Anyhow, in that moment, my mom simply looked at me and said “thank you for Ella”. What else could she say? But in all honesty, it’s not me she needed to thank. Really, it was in God’s hands all along. Ella was always meant for this world. She’s our little messenger. After she made that statement, we said a quick goodbye, no need to prolong our own sadness, or Ella’s own distress.

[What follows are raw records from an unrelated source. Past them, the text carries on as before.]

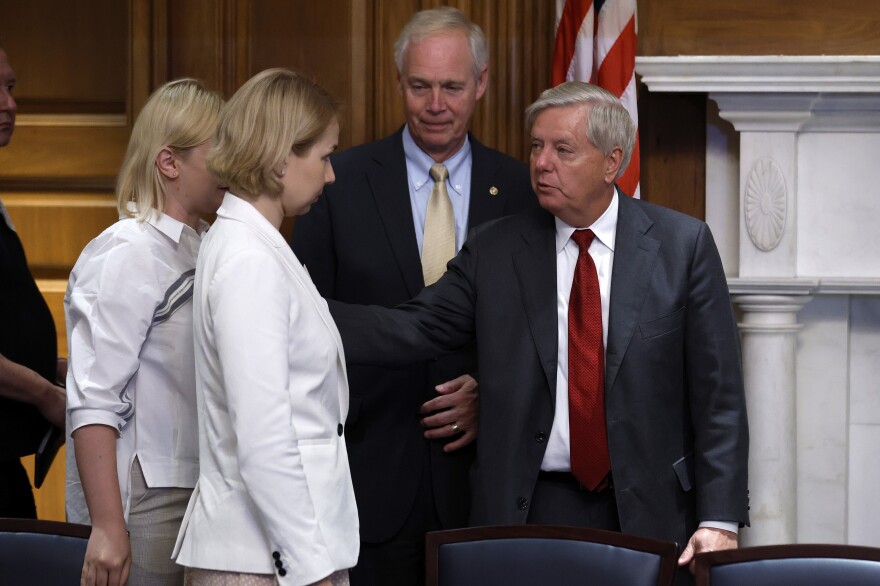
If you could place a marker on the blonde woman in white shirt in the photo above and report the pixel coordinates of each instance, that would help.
(131, 384)
(274, 503)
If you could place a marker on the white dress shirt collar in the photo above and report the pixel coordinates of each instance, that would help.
(605, 227)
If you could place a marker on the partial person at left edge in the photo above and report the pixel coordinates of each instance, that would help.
(131, 401)
(30, 399)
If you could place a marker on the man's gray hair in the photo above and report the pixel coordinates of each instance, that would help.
(443, 20)
(610, 124)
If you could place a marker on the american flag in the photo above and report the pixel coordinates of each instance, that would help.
(596, 42)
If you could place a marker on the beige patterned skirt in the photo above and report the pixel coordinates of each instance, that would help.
(198, 577)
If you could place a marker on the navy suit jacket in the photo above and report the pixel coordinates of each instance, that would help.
(675, 406)
(359, 245)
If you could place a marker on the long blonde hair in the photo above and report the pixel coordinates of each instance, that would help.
(179, 116)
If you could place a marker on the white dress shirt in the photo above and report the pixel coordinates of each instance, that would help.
(129, 331)
(557, 458)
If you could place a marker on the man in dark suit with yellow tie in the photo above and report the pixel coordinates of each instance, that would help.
(399, 210)
(649, 437)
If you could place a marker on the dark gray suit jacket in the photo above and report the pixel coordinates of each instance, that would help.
(675, 405)
(359, 245)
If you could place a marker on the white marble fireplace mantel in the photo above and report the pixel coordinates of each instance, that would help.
(793, 199)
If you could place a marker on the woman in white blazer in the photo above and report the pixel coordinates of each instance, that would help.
(274, 501)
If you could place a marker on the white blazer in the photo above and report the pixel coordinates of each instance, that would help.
(274, 491)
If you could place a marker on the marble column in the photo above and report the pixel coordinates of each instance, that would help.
(769, 329)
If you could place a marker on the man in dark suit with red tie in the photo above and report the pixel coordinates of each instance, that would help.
(649, 436)
(376, 237)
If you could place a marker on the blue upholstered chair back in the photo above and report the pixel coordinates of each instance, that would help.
(783, 565)
(41, 553)
(536, 554)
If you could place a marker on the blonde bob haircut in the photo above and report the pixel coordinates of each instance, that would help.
(275, 113)
(179, 116)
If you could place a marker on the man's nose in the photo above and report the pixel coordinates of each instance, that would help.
(437, 103)
(7, 102)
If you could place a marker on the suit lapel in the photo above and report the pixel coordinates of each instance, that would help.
(535, 266)
(388, 184)
(634, 255)
(487, 197)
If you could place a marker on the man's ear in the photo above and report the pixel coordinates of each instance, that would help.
(482, 82)
(166, 162)
(612, 164)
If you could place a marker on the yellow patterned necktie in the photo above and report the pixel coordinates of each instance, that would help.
(438, 245)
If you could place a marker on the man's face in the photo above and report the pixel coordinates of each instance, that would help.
(440, 92)
(571, 177)
(7, 102)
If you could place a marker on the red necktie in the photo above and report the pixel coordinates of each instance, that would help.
(590, 462)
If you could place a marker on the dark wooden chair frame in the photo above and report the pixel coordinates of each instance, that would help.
(44, 527)
(667, 551)
(706, 561)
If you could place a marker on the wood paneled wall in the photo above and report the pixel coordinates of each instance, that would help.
(85, 70)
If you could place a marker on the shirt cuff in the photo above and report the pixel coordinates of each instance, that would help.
(81, 417)
(727, 526)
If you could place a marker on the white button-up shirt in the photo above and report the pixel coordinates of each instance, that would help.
(129, 332)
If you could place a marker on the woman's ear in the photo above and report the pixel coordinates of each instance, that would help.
(166, 162)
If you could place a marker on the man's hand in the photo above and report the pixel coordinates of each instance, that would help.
(454, 413)
(706, 539)
(53, 404)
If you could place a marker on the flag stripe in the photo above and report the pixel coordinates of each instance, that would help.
(567, 31)
(617, 68)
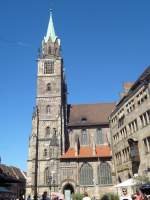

When I walked into Ella’s nursery to change her I immediately felt my mother’s absence and presence simultaneously. Mom was gone, but as Ella cried, I could hear my mom right behind me saying “oh what’s all this fuss!”, and “you poor thing!”, just as she had for the past six weeks. It was my mom after all who had taught me to laugh through Ella’s tears. It is simply how babies communicate. She taught me to handle it with grace and calmness. If it weren’t for her, I surely would have had many flustered moments. I then began to change Ella, only to find that I myself began sobbing, and I just let the tears flow as they needed. I cried as I held her, and I cried as I rocked her. I cried right along with her. As I cried, I realized a thought so simple, yet so beautiful. I realized that you never stop needing your mom. I was 27 years old and needing my mom to help me become a mother, needing my mom to tell me to trust my own “mother’s intuition”, and Ella was four weeks old and needing me as her mom for survival. I thought, “Wow, she is still going to need me when she is 27 too. A child will always need their mother, the needs will simply change. I have to acknowledge that it is both a terrifying and wonderful thought. I alone am going to have to/be able to hopefully fill those needs. I will fail miserably at some, and be successful beyond what I ever thought capable with others, and that is the reality of parenting. My mom always says that she would go back and change things that she did as a parent, but I wouldn’t have her change a thing.
I suppose that the old saying is true that “A mother’s work is never done”, and I feel honored to be able to have the opportunity to take on that work. The responsibility is huge, bigger than anything I’ve ever felt, but this feels like living, this feels like what we are meant to do.